The benchmark is meant to be a fair and accurate daily snapshot of the fast-moving “spot” market and is used by gold producers and consumers around the world to price contracts.
Its level is set by the London Bullion Market Association (LBMA) Gold Price auction, which sees big banks and brokers electronically input their trading orders, with an algorithm matching buyers to sellers and setting the price.
But trading volumes fell sharply after April 10, when four of the 14 participating banks and brokers stopped taking part after the auction’s administrator, Intercontinental Exchange (ICE), introduced a requirement to clear that meant participants had to modify their own IT systems and procedures.
Lower liquidity – which fuels volatility – led to the benchmark diverging more widely from the underlying spot price, according to the analysis of ICE and trading data, leaving gold buyers and sellers around the world with large unexpected gains or losses.

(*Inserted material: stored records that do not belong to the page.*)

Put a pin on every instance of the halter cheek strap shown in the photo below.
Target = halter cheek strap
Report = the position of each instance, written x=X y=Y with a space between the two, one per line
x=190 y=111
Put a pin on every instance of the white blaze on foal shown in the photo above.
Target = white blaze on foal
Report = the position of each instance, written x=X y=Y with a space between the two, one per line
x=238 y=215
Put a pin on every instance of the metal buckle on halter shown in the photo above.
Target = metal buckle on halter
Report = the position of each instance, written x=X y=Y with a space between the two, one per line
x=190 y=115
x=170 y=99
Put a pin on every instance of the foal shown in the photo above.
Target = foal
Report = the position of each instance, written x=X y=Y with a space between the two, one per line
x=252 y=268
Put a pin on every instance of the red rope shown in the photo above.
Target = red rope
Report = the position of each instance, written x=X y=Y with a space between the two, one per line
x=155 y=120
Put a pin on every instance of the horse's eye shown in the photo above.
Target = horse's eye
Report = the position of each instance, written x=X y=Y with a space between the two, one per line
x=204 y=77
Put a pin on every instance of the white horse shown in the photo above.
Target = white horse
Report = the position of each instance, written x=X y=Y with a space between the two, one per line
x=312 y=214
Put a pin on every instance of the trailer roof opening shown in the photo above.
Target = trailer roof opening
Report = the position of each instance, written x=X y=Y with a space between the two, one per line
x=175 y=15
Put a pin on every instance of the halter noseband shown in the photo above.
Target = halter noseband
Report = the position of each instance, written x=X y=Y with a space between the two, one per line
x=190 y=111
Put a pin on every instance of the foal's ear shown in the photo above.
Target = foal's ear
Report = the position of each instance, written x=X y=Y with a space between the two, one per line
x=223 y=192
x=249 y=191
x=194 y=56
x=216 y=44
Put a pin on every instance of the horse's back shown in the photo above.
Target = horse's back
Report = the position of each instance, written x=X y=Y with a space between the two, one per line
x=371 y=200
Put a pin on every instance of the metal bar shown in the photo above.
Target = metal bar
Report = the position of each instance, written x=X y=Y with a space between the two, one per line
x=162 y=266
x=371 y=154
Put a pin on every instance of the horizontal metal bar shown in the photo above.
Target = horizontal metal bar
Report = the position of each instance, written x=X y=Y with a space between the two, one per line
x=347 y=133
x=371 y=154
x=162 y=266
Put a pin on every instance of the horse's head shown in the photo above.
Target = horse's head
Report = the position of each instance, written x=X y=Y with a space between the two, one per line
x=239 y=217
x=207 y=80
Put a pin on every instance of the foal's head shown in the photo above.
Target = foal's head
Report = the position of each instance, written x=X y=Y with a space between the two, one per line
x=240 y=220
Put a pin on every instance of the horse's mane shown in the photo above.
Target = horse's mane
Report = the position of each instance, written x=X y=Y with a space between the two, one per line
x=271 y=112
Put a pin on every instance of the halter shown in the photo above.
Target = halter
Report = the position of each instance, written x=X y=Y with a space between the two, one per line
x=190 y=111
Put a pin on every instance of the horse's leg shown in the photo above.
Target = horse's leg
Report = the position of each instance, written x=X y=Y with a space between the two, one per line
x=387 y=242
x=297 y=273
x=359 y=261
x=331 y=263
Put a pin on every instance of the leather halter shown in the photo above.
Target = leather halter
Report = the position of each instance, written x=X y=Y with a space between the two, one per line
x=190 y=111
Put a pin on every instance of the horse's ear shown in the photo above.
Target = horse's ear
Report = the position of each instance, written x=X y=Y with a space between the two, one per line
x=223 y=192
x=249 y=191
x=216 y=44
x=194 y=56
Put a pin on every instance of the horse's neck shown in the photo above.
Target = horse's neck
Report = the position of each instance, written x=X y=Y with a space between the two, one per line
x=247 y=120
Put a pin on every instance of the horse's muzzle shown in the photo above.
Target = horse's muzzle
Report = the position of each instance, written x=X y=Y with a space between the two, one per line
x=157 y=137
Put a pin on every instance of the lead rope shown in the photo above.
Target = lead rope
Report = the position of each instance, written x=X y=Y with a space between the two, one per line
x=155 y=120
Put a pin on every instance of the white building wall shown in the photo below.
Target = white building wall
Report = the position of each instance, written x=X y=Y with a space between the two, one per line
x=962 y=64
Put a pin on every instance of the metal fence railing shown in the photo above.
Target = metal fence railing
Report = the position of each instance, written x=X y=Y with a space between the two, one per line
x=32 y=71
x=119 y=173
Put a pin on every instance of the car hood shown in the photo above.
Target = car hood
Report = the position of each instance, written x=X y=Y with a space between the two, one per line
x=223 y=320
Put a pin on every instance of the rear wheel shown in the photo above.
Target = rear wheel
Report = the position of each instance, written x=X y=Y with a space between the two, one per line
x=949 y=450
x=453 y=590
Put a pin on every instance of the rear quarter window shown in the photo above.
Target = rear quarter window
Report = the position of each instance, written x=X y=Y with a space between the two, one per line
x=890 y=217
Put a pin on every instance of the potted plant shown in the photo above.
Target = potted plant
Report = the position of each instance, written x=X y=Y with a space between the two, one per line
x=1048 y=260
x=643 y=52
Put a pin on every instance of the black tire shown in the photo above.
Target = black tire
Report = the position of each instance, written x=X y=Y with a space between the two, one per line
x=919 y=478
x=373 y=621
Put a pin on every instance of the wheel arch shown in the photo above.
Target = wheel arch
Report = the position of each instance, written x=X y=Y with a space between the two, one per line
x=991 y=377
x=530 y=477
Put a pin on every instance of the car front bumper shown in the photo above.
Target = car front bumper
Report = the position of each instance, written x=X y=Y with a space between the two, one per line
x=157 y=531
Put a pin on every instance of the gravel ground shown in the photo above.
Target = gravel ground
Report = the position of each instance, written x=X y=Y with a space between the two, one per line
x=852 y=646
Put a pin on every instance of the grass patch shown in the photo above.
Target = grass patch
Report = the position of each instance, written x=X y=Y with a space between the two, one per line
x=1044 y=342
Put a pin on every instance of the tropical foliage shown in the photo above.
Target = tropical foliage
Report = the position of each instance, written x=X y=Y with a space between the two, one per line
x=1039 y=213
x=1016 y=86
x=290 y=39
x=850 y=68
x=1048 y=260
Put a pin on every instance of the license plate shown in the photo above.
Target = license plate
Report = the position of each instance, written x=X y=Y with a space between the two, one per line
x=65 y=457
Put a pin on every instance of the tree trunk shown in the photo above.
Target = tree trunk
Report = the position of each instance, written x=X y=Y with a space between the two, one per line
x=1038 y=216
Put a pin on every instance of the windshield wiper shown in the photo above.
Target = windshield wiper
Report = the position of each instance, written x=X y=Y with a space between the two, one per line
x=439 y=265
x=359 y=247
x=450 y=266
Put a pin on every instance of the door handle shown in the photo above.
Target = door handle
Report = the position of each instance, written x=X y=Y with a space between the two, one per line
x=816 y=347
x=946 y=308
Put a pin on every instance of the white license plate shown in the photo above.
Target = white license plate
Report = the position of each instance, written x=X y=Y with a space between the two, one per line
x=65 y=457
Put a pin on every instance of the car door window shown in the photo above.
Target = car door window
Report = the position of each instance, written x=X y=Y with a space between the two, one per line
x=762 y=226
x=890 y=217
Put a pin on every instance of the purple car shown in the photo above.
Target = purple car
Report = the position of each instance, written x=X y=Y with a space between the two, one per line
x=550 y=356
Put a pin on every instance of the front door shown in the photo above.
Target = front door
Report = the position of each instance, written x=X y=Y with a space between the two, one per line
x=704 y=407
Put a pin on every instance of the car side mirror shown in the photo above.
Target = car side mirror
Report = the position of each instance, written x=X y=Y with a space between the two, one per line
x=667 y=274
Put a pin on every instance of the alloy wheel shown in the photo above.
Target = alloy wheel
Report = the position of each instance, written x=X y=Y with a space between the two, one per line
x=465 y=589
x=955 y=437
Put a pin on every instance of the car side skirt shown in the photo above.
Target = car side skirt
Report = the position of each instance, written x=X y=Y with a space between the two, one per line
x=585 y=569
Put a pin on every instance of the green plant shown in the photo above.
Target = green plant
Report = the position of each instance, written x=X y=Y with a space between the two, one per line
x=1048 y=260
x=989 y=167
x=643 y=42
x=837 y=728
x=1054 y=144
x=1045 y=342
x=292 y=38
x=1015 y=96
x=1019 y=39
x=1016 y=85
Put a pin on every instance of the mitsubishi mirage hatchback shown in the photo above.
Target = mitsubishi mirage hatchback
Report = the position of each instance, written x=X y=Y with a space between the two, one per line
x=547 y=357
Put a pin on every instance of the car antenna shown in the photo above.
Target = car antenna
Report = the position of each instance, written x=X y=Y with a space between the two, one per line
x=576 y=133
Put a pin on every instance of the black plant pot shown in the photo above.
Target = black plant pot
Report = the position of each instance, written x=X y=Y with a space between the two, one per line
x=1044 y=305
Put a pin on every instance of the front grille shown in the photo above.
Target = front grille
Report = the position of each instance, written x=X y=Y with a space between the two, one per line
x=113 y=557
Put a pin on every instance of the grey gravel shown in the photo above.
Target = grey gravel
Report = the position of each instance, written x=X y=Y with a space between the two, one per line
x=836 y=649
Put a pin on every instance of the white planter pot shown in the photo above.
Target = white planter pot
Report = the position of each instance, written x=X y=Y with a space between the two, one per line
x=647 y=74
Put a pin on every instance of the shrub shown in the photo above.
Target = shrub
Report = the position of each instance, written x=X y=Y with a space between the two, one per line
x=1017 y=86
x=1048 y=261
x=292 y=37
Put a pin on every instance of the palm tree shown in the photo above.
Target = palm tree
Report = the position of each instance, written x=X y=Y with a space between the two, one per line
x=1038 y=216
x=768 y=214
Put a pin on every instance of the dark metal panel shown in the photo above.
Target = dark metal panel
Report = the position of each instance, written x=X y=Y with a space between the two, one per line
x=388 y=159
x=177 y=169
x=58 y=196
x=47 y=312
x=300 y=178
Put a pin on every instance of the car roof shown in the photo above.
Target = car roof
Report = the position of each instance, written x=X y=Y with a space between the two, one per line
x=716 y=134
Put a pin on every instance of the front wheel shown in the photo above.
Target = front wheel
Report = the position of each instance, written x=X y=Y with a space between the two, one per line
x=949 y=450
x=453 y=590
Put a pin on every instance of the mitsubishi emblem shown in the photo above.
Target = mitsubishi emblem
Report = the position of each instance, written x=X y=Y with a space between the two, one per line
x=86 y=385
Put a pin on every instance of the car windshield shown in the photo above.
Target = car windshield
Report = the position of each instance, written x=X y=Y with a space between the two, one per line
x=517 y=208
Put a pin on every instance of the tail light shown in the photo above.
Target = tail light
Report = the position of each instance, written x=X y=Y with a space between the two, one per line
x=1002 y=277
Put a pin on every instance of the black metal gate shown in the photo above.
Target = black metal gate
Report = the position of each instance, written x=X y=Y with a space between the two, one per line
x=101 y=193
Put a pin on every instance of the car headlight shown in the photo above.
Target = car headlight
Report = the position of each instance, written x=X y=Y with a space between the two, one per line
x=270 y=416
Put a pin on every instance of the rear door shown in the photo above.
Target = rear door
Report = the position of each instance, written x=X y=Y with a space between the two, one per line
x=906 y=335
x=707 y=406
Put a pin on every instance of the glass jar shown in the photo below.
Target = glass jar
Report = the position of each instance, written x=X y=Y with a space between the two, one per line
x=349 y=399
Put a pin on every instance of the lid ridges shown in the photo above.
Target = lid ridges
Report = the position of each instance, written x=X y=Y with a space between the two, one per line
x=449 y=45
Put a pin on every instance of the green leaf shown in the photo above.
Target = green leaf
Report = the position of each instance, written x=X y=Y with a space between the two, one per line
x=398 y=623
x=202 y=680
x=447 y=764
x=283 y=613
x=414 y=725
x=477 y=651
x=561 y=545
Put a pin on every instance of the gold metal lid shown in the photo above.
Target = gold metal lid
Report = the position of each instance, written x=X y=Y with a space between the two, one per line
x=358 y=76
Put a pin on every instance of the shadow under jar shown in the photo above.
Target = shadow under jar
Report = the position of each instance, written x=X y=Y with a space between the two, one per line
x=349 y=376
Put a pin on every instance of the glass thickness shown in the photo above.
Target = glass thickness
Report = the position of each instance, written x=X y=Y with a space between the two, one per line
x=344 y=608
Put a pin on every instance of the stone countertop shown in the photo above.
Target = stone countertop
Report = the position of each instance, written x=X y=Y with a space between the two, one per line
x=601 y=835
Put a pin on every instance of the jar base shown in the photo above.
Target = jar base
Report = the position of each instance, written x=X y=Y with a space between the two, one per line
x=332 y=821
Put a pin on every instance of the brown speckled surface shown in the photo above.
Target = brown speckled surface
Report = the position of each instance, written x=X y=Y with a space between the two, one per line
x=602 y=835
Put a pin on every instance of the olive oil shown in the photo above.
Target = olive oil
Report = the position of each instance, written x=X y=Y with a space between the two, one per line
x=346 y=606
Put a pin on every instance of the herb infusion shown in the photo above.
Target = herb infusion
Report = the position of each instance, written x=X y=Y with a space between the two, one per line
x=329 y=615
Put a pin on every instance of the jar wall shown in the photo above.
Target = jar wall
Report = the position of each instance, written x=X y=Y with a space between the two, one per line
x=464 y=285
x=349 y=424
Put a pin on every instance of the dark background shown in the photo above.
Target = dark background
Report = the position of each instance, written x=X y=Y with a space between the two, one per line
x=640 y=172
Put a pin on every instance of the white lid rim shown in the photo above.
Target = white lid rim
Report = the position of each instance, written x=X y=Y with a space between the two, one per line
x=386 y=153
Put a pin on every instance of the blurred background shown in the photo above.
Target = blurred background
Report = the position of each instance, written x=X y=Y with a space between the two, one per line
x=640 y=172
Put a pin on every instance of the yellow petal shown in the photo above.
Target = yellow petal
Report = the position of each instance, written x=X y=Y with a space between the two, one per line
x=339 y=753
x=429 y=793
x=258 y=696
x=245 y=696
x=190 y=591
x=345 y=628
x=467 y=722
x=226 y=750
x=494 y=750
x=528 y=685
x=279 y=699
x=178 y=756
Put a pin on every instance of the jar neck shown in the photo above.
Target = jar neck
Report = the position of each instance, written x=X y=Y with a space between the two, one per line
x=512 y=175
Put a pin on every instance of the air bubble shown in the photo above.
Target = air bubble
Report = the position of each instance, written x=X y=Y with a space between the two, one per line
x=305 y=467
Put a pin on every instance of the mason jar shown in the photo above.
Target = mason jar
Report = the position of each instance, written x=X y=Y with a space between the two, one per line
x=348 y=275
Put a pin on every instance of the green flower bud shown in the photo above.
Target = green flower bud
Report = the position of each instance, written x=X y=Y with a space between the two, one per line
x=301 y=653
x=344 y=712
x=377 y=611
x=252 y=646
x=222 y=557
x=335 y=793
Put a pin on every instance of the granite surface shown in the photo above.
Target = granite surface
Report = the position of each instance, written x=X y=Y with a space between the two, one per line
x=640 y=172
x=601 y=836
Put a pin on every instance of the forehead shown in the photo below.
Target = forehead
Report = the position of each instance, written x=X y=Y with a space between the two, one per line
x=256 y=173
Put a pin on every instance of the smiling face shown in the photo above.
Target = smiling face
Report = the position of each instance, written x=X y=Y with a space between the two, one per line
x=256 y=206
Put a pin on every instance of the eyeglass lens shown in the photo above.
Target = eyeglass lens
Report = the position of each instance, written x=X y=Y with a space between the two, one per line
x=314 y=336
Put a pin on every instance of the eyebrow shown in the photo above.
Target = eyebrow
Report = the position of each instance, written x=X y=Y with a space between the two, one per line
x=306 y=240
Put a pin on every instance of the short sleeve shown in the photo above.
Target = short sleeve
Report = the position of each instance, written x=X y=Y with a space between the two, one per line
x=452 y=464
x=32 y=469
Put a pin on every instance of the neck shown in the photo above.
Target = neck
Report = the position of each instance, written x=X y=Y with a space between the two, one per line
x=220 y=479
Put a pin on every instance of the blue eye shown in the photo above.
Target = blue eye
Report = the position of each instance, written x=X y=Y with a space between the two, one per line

In the three weeks after clearing was launched, average trading volumes were a quarter lower than in the previous three weeks and the average difference from the spot price tripled to 87 cents from 29 cents, the analysis shows.
The biggest divergence, on April 11, saw the auction settle $12.20 – or 1 percent – away from the spot price. Even excluding this large swing, the average divergence in the period rose to 42 cents.
Volumes have, however, recovered since the start of May and divergences have narrowed.
Market and banking sources have told Reuters that ICE had moved fast to introduce clearing into the benchmark before the London Metal Exchange (LME) launched a rival set of cleared gold futures contracts in July, even though not all participants were ready to use the service.
Four sources familiar with the matter said that ICE was warned by at least two participating banks that the loss of those banks who were not ready to handle clearing would make the benchmark significantly more volatile.
The LBMA referred requests for comment about the price divergences and the effect of the banks leaving the benchmark to ICE.
ICE declined to comment.
Clearing – where an exchange acts as an intermediary to guarantee and settle trades – is regarded as a necessary progression for the gold trade as tighter regulatory capital requirements increase the cost of trading off-exchange.
ICE has said it will widen participation in the auction by making it easier for newcomers to join, and will ultimately boost liquidity and reduce volatility. Indeed, quantitative trading firm Jane Street Global Trading joined the auction on May 15.
When clearing for the auction was launched last month, four banks – China Construction Bank, UBS, Standard Chartered and Societe Generale – ceased participating.
The reason, according to 10 banking sources and an LBMA source, is that they did not have the necessary IT systems and procedures in place in time, and were thus suspended from the auction by ICE.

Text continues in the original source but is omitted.